There are several ways you can turn your programming skills into a profitable venture. I’ll tell you about three. If you’re thinking about learning how to program, but don’t know if you’ll be able to make decent money with your desired skills (because of any tech slump or the economy in general), read on.
Get a Job!
The most obvious thing you can do to earn money as a programmer is to get a job. I’ll just lay this out for you as simply as I can.
There are people and businesses out there in the world that will pay you money in exchange for your software development magic. Some of these jobs will pay well. Some will not. Some will be a circus, while others are laid-back coding dreamlands.
This is the best and simplest way to earn regular income from programming. Hit the job boards, write a great resume, create a portfolio of your coding samples online, and start landing interviews.
Some people really want this kind of life. Others don’t care for “having a job,” or being tied down in the corporate workforce. Only you can judge if it’ll work out for you, but you should at least try it.
Start a Service Business
Once, I got laid off from a programming job, so I started doing web development contract work as a freelancer. I was performing a service for several clients – both small companies and individuals – and got paid for it.
I started off small, doing little web fixes that earned me a whopping $50-100. I also landed a steady contract gig that took a lot of time but gave me regular money. It also gave me some good experience and solid examples to show other potential clients.
If you want to start a service business as a programmer, you’re likely going to be doing some kind of coding for hire. Your client will have a project, so you’ll write some software to meet their business needs. Once you hand it over, it’s theirs.
The way to turn this into a reliable source of income, as far as my experience has shown me, is to keep the support going over time. Here’s what I mean.
You write a piece of software for a customer, and create your work to their specifications. But as you go, you think of ways to make it even better, or some other type of functionality that would compliment the current system. If you finish the job, then suggest more work, they might go for it. Then you’ve got another job and more money. Repeat often.

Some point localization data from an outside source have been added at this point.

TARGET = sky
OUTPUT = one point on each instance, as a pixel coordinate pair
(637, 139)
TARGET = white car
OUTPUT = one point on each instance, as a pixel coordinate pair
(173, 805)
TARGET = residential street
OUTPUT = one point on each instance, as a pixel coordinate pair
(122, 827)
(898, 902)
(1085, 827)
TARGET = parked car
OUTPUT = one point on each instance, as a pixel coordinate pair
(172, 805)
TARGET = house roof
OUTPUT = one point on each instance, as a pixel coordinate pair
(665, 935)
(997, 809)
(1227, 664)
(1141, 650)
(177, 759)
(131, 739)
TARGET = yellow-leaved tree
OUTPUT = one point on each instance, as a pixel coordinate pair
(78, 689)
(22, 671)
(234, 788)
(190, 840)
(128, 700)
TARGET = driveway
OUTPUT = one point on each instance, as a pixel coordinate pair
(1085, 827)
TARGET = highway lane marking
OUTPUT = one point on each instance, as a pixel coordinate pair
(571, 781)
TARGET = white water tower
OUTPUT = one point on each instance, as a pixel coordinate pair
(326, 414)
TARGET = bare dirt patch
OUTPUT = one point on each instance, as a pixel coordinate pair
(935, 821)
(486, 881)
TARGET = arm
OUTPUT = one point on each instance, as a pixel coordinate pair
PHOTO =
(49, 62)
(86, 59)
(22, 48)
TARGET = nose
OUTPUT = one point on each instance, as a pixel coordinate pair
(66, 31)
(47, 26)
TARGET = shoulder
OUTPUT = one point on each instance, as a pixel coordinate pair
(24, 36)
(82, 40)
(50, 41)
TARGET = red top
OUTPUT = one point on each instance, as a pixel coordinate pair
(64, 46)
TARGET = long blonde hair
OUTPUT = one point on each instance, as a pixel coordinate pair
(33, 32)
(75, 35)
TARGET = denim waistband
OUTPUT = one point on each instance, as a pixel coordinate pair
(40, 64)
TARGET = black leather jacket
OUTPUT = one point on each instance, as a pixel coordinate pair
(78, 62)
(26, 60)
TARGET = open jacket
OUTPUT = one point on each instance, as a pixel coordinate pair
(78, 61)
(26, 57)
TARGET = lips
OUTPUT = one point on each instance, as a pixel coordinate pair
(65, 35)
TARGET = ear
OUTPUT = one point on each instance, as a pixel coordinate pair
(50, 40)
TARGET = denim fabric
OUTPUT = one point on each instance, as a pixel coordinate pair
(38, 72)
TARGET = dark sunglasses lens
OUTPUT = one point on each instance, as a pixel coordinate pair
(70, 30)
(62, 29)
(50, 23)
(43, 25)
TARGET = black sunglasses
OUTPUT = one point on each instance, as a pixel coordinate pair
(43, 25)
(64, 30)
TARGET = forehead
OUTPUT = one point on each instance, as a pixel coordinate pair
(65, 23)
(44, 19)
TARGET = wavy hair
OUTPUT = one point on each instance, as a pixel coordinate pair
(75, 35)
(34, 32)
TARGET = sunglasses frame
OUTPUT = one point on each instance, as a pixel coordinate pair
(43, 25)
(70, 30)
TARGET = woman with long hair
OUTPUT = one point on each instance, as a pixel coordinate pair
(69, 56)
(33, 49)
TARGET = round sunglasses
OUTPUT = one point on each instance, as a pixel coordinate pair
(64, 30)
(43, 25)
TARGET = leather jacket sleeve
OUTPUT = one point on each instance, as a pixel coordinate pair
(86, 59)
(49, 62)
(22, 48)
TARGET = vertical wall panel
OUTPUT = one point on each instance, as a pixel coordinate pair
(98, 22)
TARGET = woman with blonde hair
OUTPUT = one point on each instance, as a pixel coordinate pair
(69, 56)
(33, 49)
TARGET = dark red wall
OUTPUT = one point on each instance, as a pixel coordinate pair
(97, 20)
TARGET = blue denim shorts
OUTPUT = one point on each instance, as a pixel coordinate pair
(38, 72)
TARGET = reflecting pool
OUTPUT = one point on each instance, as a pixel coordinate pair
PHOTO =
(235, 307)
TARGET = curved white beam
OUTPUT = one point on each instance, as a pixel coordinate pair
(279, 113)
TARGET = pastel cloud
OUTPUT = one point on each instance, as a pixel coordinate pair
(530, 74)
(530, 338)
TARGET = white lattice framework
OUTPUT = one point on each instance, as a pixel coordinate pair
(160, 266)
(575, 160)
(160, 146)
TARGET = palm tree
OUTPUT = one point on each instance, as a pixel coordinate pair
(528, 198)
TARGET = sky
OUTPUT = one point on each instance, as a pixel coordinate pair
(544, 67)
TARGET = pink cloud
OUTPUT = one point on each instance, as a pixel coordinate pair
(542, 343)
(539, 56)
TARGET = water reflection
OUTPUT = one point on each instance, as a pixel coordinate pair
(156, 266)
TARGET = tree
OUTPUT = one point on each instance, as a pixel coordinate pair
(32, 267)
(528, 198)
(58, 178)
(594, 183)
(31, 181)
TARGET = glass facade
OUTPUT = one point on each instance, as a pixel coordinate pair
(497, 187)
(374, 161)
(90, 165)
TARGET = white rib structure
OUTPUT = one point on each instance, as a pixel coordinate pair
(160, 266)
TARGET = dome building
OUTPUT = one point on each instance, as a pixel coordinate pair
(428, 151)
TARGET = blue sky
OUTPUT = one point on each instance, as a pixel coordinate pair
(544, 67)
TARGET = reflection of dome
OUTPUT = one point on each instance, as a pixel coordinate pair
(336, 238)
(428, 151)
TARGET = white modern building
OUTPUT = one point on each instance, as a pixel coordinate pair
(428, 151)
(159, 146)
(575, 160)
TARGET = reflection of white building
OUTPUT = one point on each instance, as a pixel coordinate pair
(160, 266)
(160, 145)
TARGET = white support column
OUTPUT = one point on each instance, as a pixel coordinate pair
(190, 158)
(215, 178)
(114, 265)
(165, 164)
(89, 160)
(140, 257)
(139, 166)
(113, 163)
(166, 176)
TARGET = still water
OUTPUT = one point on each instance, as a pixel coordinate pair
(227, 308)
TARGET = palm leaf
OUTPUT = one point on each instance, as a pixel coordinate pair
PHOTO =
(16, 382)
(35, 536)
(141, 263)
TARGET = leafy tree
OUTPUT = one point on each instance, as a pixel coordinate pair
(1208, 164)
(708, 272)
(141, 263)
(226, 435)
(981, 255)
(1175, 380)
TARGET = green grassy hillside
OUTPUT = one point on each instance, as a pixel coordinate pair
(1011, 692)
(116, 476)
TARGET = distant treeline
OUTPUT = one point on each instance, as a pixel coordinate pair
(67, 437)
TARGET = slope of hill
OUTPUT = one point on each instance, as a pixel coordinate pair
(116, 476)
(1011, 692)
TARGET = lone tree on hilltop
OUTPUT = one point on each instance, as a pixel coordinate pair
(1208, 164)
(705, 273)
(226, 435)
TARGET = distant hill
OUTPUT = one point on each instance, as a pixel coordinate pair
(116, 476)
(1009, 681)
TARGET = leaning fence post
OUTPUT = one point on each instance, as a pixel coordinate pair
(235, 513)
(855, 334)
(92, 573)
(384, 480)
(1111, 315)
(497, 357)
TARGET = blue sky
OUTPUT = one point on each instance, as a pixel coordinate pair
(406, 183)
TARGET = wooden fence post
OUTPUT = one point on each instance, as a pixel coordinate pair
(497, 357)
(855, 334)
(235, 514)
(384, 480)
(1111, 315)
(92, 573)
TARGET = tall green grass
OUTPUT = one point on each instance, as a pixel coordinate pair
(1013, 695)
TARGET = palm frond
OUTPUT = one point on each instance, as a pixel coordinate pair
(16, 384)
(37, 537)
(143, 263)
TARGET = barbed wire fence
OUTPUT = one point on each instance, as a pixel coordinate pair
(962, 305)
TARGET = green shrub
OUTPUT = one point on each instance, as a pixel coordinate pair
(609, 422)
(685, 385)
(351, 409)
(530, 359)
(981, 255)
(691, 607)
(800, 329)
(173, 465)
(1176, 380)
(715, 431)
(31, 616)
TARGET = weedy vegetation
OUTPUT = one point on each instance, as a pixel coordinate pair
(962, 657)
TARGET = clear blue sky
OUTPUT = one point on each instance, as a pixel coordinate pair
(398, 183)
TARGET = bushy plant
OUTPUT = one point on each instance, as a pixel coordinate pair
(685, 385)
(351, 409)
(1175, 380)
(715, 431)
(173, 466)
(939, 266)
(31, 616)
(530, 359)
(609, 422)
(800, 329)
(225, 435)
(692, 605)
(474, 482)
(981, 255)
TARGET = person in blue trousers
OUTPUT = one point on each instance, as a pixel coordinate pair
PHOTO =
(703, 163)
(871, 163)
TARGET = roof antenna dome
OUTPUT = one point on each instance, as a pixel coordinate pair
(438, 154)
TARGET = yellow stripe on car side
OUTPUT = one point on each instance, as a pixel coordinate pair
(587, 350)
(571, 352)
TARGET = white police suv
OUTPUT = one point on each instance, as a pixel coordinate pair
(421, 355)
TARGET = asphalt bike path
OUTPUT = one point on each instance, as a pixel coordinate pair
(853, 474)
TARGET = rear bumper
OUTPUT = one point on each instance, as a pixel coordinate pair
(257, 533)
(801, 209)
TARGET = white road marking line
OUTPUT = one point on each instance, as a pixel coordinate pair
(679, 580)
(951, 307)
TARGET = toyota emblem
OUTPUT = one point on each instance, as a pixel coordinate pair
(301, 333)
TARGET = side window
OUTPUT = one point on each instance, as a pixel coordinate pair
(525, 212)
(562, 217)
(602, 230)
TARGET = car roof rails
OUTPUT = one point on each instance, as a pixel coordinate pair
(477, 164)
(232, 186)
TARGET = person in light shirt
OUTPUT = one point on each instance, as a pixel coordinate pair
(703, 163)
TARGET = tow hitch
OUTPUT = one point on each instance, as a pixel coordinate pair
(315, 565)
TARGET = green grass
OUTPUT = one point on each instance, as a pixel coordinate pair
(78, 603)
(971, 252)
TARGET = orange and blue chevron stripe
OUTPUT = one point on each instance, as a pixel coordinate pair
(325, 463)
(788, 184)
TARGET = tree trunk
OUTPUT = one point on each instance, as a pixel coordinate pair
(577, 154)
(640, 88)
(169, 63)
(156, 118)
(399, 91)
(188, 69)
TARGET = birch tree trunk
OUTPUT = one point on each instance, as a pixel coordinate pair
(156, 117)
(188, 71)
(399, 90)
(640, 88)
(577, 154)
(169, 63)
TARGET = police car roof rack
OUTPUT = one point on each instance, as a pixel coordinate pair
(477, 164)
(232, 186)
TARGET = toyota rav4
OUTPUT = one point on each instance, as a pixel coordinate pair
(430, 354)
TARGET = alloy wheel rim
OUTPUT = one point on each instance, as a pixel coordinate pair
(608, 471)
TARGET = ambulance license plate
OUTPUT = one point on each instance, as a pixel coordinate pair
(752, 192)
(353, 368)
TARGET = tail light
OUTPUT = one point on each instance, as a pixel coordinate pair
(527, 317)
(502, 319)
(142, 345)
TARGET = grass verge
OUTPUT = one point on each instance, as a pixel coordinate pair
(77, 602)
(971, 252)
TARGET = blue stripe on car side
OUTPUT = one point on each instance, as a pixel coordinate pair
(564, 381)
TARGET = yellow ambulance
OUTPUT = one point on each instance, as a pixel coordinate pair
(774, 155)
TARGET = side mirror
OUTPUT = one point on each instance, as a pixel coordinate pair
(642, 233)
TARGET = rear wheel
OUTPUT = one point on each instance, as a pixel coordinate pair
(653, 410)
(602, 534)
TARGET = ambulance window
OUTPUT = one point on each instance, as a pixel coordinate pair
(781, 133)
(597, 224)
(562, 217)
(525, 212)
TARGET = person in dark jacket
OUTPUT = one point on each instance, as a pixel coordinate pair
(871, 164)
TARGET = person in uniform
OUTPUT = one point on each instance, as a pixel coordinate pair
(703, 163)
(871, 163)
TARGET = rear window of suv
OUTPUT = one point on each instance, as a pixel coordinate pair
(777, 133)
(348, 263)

The thing to remember here is that you want them to give you money regularly. Don’t stretch projects out to squeeze more fees from your customer. Instead, give them new and exciting reasons to pay your more money. Frequently.
Create Your Own Product
If you want to program, but you don’t want to work for someone else – either as an employee or a service provider – you have another option.
Create your own software product and sell it. Thanks to the wonders of the Internet, it’s pretty easy to put a product online and accept payment in exchange for a copy of the product. Since you can write software (or will be able to), you’ve got a bunch of potential products running around that little head of yours.
The hard part is writing the software. Of course, then you’ve got to sell it. But I’m not going to talk about the particulars… I just want you to know that it’s an option.
Look at how much software there is out in the world. Think about all the platforms that support developers – Android, iOS, Mac, Windows, Linux – and you’ll soon realize that you have a very large potential customer base.
Can you create a product, market it to an audience, and collect enough money to roll around and throw wads of cash at McDonald’s burger flippers for fun?
Do All Three
One thing that I’ve seen a lot of developers do is a mix of two of the above, or all three. I’ve even done it myself in the past. It leads to a stressful life at times, sure, but the extra money always helps.
If you have a job, but aren’t making enough money to pay your debt or fund your lifestyle, you’ll need to generate more income. If you’ve got some time on your hands, you’ll be able to supplement your shrinking bank balance with a little action on the side.
Whichever you choose is up to you, but pick a path and either create a product or market a service. Have a great idea for a Google Play Store app? Create it. Are you really good at putting up WordPress blog sites with custom themes? Start a service business and offer yourself to small businesses.
If, after doing this, you’re still low on money and have plenty of time, add the third item to your weekly todo list. Have a job. Provide a service by creating a compelling web presence for a local beef jerky production company. Then, if you still want more, write a game for iOS and sell it to people foolish enough to give you their money.
I know I haven’t given you any concrete details about how to start a service business or how to write a successful Android app. That wasn’t my intention. I want to open your eyes to three distinct possibilities.
Sure, lots of people know that app developers can make some serious bank. How much time and mental energy have you given to that prospect? Is it just a pipe dream that would be totally badass, or have you given it some serious thought? Do you have the perseverance to make it work?
If you can program, or plan on picking up the trade in the coming months and years, you’ve got options. You don’t have to work for a non-profit, trading your coding hours for fair-trade coffee with soy milk. You don’t have to sit in a cubicle all day long like a damn dairy cow. And you don’t have to be stuck in the iOS app garden just because everyone and their grandma and their uncle’s cat has an iPhone.
You’ve got options. You’ve got three distinct (yet complimentary) options for turning your love of algorithm encoding into cash. If you’re thinking about getting into software development, do it. You’ll only be locked down into something unpleasant if you wish it.
Some people like cubicles. Some people love iOS. Others want to code from a coffee shop while helping a non-profit create change in the world.
If coding is your skill, you’ve got some serious options.